Tuesday, April 28, 2009

Sniff Out Every Lead

When someone throws me a bone, I take it every time. If you're paying a lead generation company to deliver you prospective clients, you should do the same right? 
I overheard a conversation in the Experthub office today regarding a consumer email concerning our service. "Jon" had found a few lawyers near him and elected to contact both of them regarding an immigration problem.
Attorney 2 (I'm working backwards on purpose) sent "Jon" an email with a quick overview of his firm, as well as a brief, personalized paragraph responding to his inquiry. Nothing too time consuming, just a quick 20 second response.
Attorney 1 (The first attorney to contact the lead) elected to send a completely generic email with absolutely nothing about the original inquiry. This email included the phrase "Call Me Now!" at the bottom. When "Jon" called, he was greeted by a secretary who insisted he couldn't speak with the attorney unless "Jon" gave her his credit card number for the $25 phone consultation fee. 
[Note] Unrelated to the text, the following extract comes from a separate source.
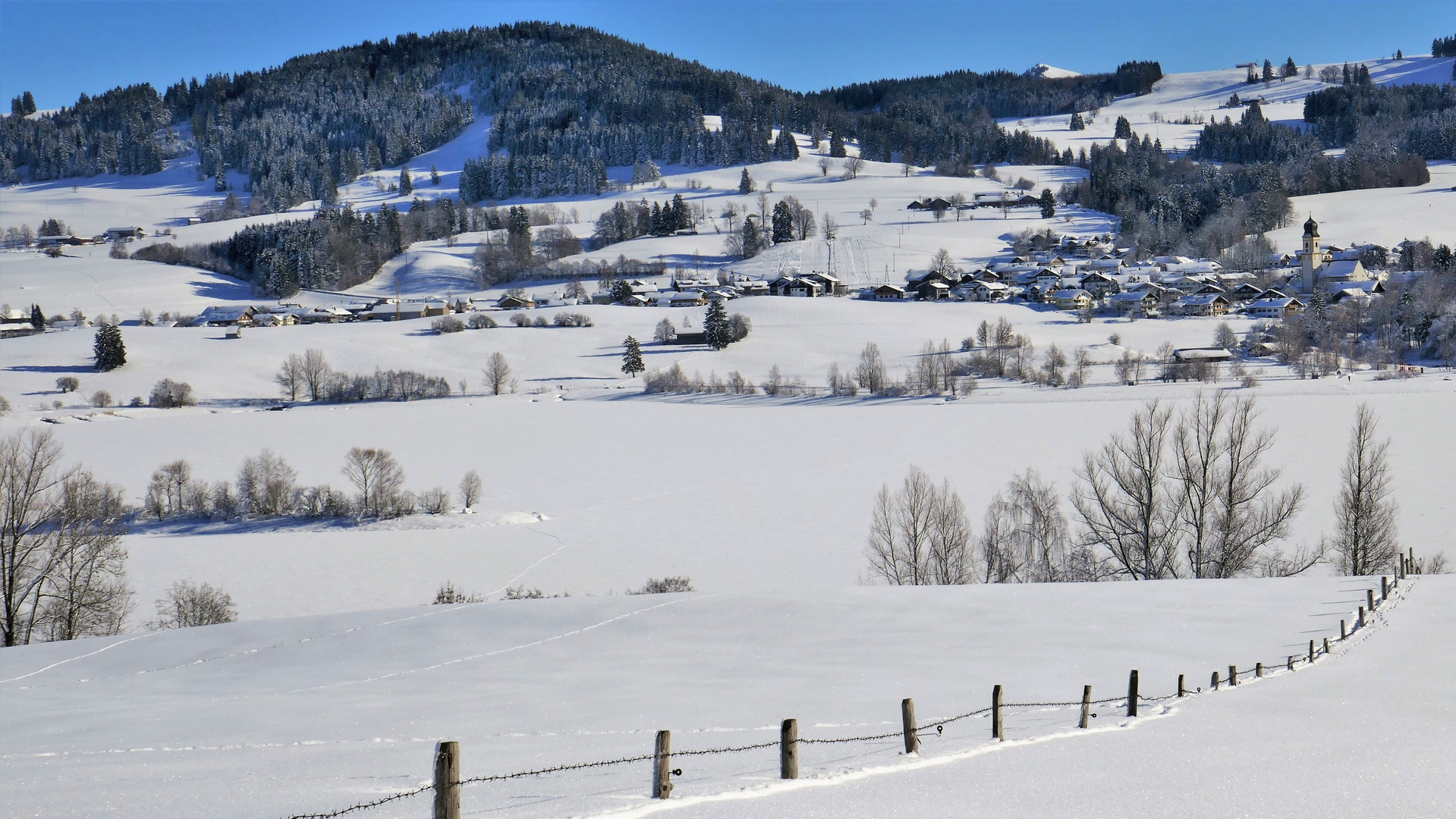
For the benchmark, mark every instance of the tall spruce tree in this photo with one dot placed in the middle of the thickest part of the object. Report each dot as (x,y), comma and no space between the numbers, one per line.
(109,350)
(632,356)
(715,326)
Instead of giving up his credit card  number, he waited for a response from Attorney 2. He soon got it, called, and hired Attorney 2 to help with his Immigration problem.
Now, both of these immigration lawyers have similar subscriptions, and pay about the same amount. They're getting the same number of leads, roughly the same number of profile visits, etc. So essentially, they should be getting the same amount of new business from their marketing spend. Which do you think is spending their money more wisely?
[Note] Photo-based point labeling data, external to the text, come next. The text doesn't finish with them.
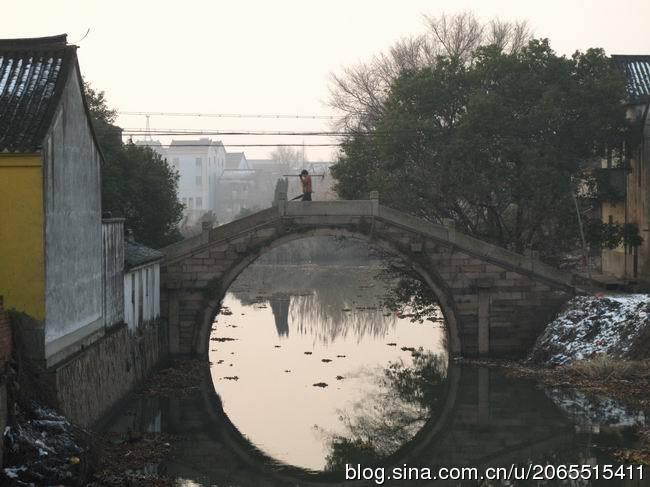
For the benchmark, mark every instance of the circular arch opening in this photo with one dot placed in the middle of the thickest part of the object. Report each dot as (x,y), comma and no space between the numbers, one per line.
(425,272)
(246,371)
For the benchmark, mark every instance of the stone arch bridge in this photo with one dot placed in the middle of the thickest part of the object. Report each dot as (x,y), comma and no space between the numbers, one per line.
(495,302)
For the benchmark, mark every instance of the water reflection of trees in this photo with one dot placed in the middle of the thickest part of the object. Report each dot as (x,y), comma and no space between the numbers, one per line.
(330,303)
(377,426)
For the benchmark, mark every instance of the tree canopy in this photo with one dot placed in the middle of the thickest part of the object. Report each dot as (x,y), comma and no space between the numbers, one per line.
(137,184)
(497,141)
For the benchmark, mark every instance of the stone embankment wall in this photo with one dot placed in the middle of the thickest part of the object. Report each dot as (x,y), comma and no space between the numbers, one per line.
(94,380)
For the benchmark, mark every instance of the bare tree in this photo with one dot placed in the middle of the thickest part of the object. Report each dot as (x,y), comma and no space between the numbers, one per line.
(360,90)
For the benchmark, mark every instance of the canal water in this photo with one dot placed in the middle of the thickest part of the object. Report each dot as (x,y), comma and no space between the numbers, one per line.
(326,353)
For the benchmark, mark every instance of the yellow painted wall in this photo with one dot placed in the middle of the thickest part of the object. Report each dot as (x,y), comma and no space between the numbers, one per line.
(22,266)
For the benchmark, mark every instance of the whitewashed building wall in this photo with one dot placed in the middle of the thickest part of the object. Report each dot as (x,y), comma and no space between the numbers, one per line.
(141,295)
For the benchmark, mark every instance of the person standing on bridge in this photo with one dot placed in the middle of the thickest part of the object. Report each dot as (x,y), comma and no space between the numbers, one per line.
(305,179)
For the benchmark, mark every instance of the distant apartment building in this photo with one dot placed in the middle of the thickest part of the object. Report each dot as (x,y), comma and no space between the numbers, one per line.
(199,163)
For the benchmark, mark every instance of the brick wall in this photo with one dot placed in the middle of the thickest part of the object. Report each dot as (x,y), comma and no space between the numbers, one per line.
(5,336)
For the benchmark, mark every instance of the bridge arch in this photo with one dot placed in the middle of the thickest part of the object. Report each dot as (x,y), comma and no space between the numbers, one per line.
(429,276)
(495,302)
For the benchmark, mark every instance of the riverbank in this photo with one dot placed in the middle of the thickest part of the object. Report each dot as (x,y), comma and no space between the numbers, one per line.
(613,383)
Now, I could be getting ahead of myself; maybe there is good money in phone consultation fees, but somehow I doubt it. Or it could be he has so much business that he doesn't need/want anymore cases. Then why pay for marketing services?
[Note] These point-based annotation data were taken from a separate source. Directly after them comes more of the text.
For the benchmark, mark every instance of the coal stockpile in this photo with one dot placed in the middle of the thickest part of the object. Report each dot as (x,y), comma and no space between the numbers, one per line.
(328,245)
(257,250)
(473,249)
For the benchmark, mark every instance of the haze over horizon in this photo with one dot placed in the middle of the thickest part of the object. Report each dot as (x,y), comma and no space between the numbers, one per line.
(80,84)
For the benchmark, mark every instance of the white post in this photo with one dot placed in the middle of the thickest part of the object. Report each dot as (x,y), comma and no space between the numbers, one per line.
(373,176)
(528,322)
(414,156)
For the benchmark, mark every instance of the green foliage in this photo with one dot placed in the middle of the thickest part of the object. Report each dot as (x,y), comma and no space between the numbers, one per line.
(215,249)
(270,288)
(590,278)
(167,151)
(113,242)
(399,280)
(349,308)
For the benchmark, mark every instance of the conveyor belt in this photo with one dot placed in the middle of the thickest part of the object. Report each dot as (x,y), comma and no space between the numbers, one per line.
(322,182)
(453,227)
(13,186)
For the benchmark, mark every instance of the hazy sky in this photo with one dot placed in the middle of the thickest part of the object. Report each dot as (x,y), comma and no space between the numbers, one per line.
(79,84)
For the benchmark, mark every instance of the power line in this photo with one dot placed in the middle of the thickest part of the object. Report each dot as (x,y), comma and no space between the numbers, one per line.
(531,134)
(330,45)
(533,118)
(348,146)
In a business where one or two cases can be the difference between profitable marketing spend or money thrown away, why wouldn't you spend at least a few minutes to ensure that each lead is serviced? It seems a waste to spend the money to get through all the steps of online marketing (traffic generation, lawyer impression, profile click, inquiry, completed lead) just to fumble a good lead at the last moment when it's in your lap.
I don't know, maybe I'm missing something. This is somewhat out of my area of expertise. Any lawyers reading? Want to fill me in?
At least Jon got what he was looking for.